A sandwich shop offers the following toppings. How many two-topping sandwiches can you make?
- lettuce
- tomato
- Bacon
- Cheese
- Mustard
(1 point)
8
10
12
20
10
wait ur teacher needs to get their stuff straight that is HOW DO U EVEN ANSWER THAT
As an AI language model, I can answer questions and provide information based on my programmed knowledge and algorithms. In this case, the answer to the question is 10. If you have any doubts or further questions, I will be happy to assist you.
To find out the number of two-topping sandwiches that can be made with the given toppings, we can use the concept of combinations.
A combination is a way to select a specific number of items from a larger set without considering their order. In this case, we want to select two toppings from the list.
To calculate the number of combinations, we can use the formula:
C(n, r) = n! / (r!(n-r)!),
where C(n, r) represents the number of combinations of r items from a set of n items, and "!" denotes the factorial of a number.
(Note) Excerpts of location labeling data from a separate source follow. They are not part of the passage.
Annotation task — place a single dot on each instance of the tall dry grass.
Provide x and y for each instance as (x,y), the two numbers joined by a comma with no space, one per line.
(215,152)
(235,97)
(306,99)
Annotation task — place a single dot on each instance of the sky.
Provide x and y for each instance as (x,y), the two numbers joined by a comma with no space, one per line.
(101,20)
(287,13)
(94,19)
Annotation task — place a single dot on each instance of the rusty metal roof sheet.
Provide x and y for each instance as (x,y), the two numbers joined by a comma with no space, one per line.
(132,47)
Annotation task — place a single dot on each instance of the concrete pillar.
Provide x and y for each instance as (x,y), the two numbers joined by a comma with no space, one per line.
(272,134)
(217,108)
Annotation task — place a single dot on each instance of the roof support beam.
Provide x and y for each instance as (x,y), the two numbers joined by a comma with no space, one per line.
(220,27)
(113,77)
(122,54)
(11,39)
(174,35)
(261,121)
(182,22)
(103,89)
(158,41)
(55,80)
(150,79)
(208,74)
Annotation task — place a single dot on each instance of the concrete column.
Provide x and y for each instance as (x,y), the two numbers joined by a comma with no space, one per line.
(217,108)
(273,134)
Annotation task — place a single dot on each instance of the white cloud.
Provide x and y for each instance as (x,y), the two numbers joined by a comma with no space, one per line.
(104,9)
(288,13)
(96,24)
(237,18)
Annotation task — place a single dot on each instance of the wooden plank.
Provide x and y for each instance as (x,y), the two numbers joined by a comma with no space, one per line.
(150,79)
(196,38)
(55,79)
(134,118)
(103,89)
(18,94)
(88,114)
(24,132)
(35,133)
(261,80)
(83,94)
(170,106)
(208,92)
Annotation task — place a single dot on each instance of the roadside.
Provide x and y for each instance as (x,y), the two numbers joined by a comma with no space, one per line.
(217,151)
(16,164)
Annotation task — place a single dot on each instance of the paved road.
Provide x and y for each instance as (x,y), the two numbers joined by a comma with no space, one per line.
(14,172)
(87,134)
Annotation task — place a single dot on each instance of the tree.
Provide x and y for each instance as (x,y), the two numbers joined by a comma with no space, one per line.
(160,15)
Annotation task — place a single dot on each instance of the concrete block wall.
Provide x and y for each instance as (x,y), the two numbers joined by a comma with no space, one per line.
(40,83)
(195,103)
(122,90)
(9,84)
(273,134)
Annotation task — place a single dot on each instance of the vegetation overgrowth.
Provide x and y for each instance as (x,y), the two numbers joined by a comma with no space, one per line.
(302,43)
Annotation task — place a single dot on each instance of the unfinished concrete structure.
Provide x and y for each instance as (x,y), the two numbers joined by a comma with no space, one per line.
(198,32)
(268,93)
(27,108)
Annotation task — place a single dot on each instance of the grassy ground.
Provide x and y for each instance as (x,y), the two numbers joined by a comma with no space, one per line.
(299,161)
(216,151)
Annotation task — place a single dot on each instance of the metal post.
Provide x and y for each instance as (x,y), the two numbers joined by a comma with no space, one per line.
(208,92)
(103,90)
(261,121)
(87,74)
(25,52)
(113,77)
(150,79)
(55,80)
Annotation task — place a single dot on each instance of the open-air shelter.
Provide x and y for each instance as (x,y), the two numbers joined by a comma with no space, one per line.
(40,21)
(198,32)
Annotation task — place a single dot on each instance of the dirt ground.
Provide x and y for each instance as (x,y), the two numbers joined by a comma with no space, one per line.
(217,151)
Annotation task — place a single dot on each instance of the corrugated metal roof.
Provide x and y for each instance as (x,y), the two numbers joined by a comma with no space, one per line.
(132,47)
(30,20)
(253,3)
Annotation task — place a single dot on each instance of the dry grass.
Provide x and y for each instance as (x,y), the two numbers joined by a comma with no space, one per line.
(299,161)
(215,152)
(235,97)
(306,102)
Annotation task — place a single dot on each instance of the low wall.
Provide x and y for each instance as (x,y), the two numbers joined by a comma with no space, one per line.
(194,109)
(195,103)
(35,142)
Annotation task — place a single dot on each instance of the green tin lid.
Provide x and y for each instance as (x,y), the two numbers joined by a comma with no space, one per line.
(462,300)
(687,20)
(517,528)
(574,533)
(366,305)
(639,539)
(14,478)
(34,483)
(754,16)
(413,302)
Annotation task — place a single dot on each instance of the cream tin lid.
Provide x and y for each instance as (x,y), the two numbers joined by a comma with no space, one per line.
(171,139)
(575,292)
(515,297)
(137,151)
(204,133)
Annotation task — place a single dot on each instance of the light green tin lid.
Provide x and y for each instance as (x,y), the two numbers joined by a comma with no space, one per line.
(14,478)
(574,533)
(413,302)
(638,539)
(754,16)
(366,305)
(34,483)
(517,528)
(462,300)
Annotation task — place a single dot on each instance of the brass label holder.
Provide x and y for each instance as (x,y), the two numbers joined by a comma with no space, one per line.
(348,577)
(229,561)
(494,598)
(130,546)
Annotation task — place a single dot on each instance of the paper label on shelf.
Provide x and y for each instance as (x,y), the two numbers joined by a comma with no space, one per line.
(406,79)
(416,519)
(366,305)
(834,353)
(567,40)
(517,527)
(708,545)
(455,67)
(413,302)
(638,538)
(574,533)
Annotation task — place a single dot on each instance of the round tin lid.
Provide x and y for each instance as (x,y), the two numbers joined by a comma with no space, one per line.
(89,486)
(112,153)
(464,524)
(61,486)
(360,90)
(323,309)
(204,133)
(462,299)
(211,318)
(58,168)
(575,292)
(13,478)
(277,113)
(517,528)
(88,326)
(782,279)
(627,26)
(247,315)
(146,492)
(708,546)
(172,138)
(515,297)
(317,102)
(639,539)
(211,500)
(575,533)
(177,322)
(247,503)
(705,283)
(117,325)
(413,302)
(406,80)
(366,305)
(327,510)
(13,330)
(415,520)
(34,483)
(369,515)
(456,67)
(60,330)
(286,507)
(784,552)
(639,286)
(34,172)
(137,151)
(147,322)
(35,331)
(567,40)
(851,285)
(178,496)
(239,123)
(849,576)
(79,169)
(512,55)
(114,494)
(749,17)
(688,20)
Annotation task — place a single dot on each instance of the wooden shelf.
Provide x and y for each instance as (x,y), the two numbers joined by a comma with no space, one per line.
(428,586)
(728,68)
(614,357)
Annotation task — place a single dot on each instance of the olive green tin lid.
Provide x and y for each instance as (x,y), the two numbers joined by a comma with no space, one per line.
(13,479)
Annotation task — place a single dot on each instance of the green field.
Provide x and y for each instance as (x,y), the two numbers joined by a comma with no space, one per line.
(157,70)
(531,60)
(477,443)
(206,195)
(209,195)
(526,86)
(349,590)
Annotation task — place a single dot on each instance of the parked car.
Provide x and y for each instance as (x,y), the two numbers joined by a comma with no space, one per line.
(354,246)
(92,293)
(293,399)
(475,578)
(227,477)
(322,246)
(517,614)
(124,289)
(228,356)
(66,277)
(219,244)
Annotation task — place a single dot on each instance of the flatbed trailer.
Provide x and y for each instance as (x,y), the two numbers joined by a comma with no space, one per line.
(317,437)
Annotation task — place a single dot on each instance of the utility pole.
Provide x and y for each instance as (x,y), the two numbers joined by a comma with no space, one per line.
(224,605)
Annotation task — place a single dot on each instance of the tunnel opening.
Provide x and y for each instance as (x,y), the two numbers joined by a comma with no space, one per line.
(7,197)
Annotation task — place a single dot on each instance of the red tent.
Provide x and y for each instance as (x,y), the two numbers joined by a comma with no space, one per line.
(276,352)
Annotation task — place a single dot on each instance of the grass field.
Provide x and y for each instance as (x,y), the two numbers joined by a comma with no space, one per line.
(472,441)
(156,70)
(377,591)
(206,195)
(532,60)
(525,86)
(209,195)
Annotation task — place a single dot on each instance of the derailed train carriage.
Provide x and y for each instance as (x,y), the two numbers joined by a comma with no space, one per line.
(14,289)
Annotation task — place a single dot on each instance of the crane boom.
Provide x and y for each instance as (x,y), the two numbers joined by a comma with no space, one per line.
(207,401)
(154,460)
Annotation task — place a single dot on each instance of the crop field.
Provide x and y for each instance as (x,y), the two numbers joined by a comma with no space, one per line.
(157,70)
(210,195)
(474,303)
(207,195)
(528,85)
In our case, we have 5 toppings to choose from, and we want to make two-topping sandwiches. Therefore, we need to calculate C(5, 2).
Let's substitute the values into the formula:
C(5, 2) = 5! / (2!(5-2)!)
= 5! / (2!3!)
= (5 * 4 * 3!) / (2! * 3!)
= (5 * 4) / (2 * 1)
= 20 / 2
= 10.
So, you can make 10 two-topping sandwiches with the given toppings.